I was one of those lucky people that had a career that I absolutely adored. Being an art teacher at a public school in NYC is a dream come true. Making that dream come true of switching careers wasn't easy of course. Rich and I both made some temporary sacrifices that allowed me to get my masters in education to make this dream possible.

Teaching art daily to children under the age of 10 was heavenly. Not only do I have a thirst for art, but I adore children. They fascinate me. They entertain me. But most of all, they teach me.

Being a teacher is so much more than teaching a subject matter. Its about socializing children and showing them the human-ness in our world. It's about raising kids to be good, and being the best person they can be. Its about love, honesty, emotions, communication, and being a good role model to children.

On a daily basis I have helped children work out disputes, understand their emotions and behavior, helped children talk about familial issues, and encouraging friendship with each other. I have taught lessons not just on art, but about sharing, being kind, respecting one another, and communication.

During my years at PS 6, a beloved colleague, Eric Dutt, passed away. He was our science teacher, and was loved by all. When the students were told of his passing, grief and sadness poured through our classrooms like a tidal wave. All of us, were hit hard by this loss. The hardest part was consoling our children and trying to answer their many questions, while we ourselves were devastated and pained from the loss of our friend.
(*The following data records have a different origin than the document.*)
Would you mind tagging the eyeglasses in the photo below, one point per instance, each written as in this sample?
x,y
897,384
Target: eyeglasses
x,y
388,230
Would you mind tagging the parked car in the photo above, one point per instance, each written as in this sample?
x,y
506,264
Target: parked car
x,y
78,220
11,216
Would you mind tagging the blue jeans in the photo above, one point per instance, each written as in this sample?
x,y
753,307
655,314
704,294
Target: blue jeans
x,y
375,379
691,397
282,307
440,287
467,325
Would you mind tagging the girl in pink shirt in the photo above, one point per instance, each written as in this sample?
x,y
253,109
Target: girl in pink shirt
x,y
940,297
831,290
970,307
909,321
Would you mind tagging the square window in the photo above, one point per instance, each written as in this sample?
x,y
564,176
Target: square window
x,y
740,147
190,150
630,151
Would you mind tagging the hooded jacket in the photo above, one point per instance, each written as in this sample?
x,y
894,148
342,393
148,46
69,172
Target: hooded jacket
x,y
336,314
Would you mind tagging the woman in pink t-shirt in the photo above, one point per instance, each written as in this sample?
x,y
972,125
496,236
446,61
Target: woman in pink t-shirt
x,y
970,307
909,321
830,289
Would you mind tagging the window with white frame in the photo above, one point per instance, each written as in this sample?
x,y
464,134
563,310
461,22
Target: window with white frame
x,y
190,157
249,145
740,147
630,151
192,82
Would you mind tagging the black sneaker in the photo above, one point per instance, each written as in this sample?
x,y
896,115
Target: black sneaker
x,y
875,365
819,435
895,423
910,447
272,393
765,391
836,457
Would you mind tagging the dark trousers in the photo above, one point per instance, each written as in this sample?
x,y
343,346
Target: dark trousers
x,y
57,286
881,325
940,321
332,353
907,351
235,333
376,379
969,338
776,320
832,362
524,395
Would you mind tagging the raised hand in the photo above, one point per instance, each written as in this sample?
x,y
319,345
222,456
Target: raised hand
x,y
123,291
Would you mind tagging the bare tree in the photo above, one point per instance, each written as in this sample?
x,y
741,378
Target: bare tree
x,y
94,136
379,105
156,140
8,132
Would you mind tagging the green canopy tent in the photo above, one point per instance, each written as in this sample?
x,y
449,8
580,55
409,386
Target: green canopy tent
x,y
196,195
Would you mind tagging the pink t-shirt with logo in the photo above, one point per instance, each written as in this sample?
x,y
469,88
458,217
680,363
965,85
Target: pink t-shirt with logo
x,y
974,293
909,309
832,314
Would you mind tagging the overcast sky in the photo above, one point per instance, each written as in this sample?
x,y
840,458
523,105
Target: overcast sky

The children were so young, and most had never experienced death before. The art room turned into a safe room, where students could come in and grieve, or talk about Eric and their feelings. As a teacher, I felt absolutely unprepared to help these children. They looked to us for answers with tears in their eyes.... There was nothing in a book, or an education class that could prepare you for this. Most of the time, a long lasting hug was the only answer we could offer.

My goal as an art teacher was to excite students about art and make everyone feel successful. My goal in the art room was to create a safe environment and a sacred space that encouraged creativity.

However, the thing that always meant the most to me...was for each child to know that I cared. When I told my 500 students that I was moving to Africa, a student raised her hand and said, 'But Ms. Valdmanis, nobody is going to love us like you did'.

I know now that I can't walk out those big red doors on Wednesday, knowing that I made a difference.